Overview of Open Dataset Sessions and Benchmarking Competitions in 2022 – Part 2 (MDRE at MMM 2022, ACM MM 2022)

Editors: Karel Fliegel (Czech Technical University in Prague, Czech Republic), Mihai Gabriel Constantin (University Politehnica of Bucharest, Romania), Maria Torres Vega (Ghent University, Belgium)

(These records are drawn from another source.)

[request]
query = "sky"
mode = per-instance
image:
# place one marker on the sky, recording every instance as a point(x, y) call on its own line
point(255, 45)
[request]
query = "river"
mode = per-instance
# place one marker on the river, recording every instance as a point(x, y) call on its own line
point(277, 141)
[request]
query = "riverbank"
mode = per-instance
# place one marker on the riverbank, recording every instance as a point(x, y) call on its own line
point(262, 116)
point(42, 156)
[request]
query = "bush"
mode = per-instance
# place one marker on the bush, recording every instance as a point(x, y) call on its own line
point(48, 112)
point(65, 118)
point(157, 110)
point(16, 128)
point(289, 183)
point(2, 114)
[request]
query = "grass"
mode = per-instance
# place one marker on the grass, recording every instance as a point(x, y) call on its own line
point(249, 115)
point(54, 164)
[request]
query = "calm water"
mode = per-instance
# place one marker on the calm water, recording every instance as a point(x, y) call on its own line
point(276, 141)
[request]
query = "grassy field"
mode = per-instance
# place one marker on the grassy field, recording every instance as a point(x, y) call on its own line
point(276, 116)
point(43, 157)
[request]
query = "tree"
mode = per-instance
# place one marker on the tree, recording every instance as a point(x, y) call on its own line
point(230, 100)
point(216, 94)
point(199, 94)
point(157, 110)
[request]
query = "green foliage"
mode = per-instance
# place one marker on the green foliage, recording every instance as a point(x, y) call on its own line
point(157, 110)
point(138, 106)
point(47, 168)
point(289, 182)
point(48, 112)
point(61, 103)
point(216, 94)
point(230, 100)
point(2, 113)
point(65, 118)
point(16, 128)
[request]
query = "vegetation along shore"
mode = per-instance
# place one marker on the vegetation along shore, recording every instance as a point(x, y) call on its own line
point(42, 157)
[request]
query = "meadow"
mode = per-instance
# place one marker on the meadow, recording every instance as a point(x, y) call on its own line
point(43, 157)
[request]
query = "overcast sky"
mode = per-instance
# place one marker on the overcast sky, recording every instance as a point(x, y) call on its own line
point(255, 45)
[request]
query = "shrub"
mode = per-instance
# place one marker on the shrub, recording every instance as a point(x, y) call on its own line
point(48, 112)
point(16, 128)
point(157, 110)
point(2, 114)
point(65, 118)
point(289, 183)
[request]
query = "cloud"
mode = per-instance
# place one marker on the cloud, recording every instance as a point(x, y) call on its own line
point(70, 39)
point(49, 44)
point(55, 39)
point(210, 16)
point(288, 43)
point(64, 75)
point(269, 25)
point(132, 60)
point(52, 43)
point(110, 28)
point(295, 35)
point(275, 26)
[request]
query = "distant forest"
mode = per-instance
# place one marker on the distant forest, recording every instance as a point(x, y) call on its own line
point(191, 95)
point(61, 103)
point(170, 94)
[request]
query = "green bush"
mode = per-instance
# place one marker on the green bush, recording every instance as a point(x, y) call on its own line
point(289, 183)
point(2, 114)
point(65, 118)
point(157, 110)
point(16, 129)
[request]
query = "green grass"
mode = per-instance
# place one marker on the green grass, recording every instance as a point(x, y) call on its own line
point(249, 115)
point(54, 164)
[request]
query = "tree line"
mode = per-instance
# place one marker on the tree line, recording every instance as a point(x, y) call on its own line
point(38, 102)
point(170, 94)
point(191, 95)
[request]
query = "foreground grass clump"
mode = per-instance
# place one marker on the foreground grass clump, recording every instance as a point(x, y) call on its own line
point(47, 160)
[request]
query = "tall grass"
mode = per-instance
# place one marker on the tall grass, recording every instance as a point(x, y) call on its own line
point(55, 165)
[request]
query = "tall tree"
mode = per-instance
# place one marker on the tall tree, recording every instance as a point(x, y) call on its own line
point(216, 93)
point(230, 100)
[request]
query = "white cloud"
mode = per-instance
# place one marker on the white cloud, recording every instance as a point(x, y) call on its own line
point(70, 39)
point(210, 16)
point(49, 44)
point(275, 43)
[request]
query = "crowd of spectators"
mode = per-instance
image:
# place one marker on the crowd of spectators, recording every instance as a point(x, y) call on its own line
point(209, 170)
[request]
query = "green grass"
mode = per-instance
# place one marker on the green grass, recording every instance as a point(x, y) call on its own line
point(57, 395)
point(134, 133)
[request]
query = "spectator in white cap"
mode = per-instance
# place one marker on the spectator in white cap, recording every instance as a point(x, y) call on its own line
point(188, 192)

In this Dataset Column, we present a review of some of the notable events related to open datasets and benchmarking competitions in the field of multimedia. This year’s selection highlights the wide range of topics and datasets currently of interest to the community. Some of the events covered in this review include special sessions on open datasets and competitions featuring multimedia data. While this list is not exhaustive and contains an overview of about 40 datasets, it is meant to showcase the diversity of subjects and datasets explored in the field. This year’s review follows similar efforts from the previous year (https://records.sigmm.org/2022/01/12/overview-of-open-dataset-sessions-and-benchmarking-competitions-in-2021/), highlighting the ongoing importance of open datasets and benchmarking competitions in advancing research and development in multimedia. The column is divided into three parts, in this one we focus on MDRE at MMM 2022 and ACM MM 2022:

  • Multimedia Datasets for Repeatable Experimentation at 28th International Conference on Multimedia Modeling (MDRE at MMM 2022 – https://mmm2022.org/ssp.html#mdre). We summarize the three datasets presented during the MDRE, addressing several topics like user-centric video search competition, dataset (GPR1200) to evaluate the performance of deep neural networks for general image retrieval, and dataset for evaluating the performance of Question Answering (QA) systems on lifelog data (LLQA).
  • Selected datasets at the 30th ACM Multimedia Conference (MM ’22 – https://2022.acmmm.org/). For a general report from ACM Multimedia 2022 please see (https://records.sigmm.org/2022/12/07/report-from-acm-multimedia-2022-by-nitish-nagesh/). We summarize nine datasets presented during the conference, targeting several topics like dataset for multimodal intent recognition (MintRec), audio-visual question answering dataset (AVQA), large-scale radar dataset (mmWave), multimodal sticker emotion recognition dataset (SER30K), video-sentence dataset for vision-language pre-training (ACTION), dataset of head and gaze behavior for 360-degree videos, saliency in augmented reality dataset (SARD), multi-modal dataset spotting the differences between pairs of similar images (DialDiff), and large-scale remote sensing images dataset (RSVG).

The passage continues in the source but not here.